En Estados Unidos, los demócratas no llaman al presidente Donald Trump por su cargo ni por su nombre. Lo llaman él, como si se tratara de un extraño o, en realidad, de una suerte de okupa de la Casa Blanca. En México, después de un mes de gobierno de Andrés Manuel López Obrador, los chairos (sus partidarios) desprecian a los fifis (sus detractores, asociados con los gobiernos pretéritos del PRI y del PAN). En Colombia, el presidente Iván Duque instó a sus compatriotas en el discurso de Año Nuevo a “dejar atrás la polarización” después de una campaña electoral, la de 2018, en la cual primó la polarización.
Dos bandos, un país. La fórmula no es novedosa. Unos y otros echan leña al fuego y después se preguntan por qué arde. La toma de posesión del presidente de Brasil, Jair Bolsonaro, en poco y nada se diferenció del discurso habitual de Lula. De aquel “nosotros contra ellos” que, como en otros países, incluida Argentina, ensanchó la fisura social. La fragmentación, que se traduce en inestabilidad política, puede ser beneficiosa en términos electorales, pero lleva a las sociedades a fruncir el ceño frente a todo aquel que piensa distinto y, al final del camino, sólo aporta malestar. Son tiempos de revancha.
En dos países diametralmente opuestos como España y Suecia, la polarización parecía superada. Coinciden sus electorados en abrazar los extremos a causa de la inmigración. La oferta creció con la aparición de nuevos partidos, pero también creció la radicalización de las sociedades. Si esa brecha se ve ampliada desde el gobierno, como pretendió hacerlo Bolsonaro al estilo Trump con su alarde del nacionalismo y su desprecio a las minorías, la crispación está servida. Eso de la enseña nacional que “nunca será roja” pudo ser un buen remate de discurso de campaña, no de investidura. El Muro de Berlín cayó hace tres décadas.
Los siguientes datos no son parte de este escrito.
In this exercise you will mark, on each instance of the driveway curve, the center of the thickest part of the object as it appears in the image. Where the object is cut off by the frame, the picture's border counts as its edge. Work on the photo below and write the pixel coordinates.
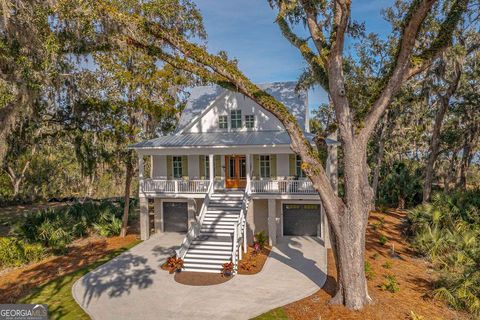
(132, 285)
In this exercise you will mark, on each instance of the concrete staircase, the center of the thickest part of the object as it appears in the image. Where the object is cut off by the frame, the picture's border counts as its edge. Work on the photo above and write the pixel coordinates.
(213, 247)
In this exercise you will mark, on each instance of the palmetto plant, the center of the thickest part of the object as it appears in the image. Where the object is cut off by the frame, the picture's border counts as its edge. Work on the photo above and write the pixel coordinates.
(447, 232)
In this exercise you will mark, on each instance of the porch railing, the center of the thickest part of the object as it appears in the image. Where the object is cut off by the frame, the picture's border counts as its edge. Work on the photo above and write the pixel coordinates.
(282, 186)
(267, 186)
(174, 186)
La omisión deliberada del racismo y de la desigualdad, problemas acuciantes en un país que emula un continente dentro del continente, marcó el tono de Bolsonaro. El tono de manu militari para una parte de la sociedad que, también en coincidencia con la de otros países de la región, toleró la corrupción como método de gobierno mientras el viento soplaba a favor de la economía. La crisis global de 2008 no sólo creó indignados, sino también nostálgicos de otras épocas que muchos, sobre todo los más jóvenes, no vivieron ni padecieron, pero imaginan como heroica.
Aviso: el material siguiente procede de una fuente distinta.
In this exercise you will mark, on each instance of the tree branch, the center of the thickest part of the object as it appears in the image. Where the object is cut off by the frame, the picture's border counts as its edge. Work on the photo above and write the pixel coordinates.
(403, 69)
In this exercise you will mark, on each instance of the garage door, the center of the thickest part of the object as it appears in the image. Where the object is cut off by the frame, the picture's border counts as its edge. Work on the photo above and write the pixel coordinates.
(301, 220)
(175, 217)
El resentimiento lleva al escarmiento, como si todos fueran culpables de los desatinos de esos gobiernos que, embanderados en un extremo, también contribuyeron a dividir para fragmentar y, de paso, reinar. Con las arcas del Estado, todo el mundo es generoso. Más aún con los amigos. Aquello derivó en esto. Bolsonaro le debe a la arrogancia de Lula y del PT haber capitalizado la exclusión de la clase media brasileña, “ellos”, emparentada adrede con los grupos de poder por no adherir al discurso gubernamental como si se tratara de una prédica religiosa. Cambiaron el tono y el rumbo, como en otros países, no la intención.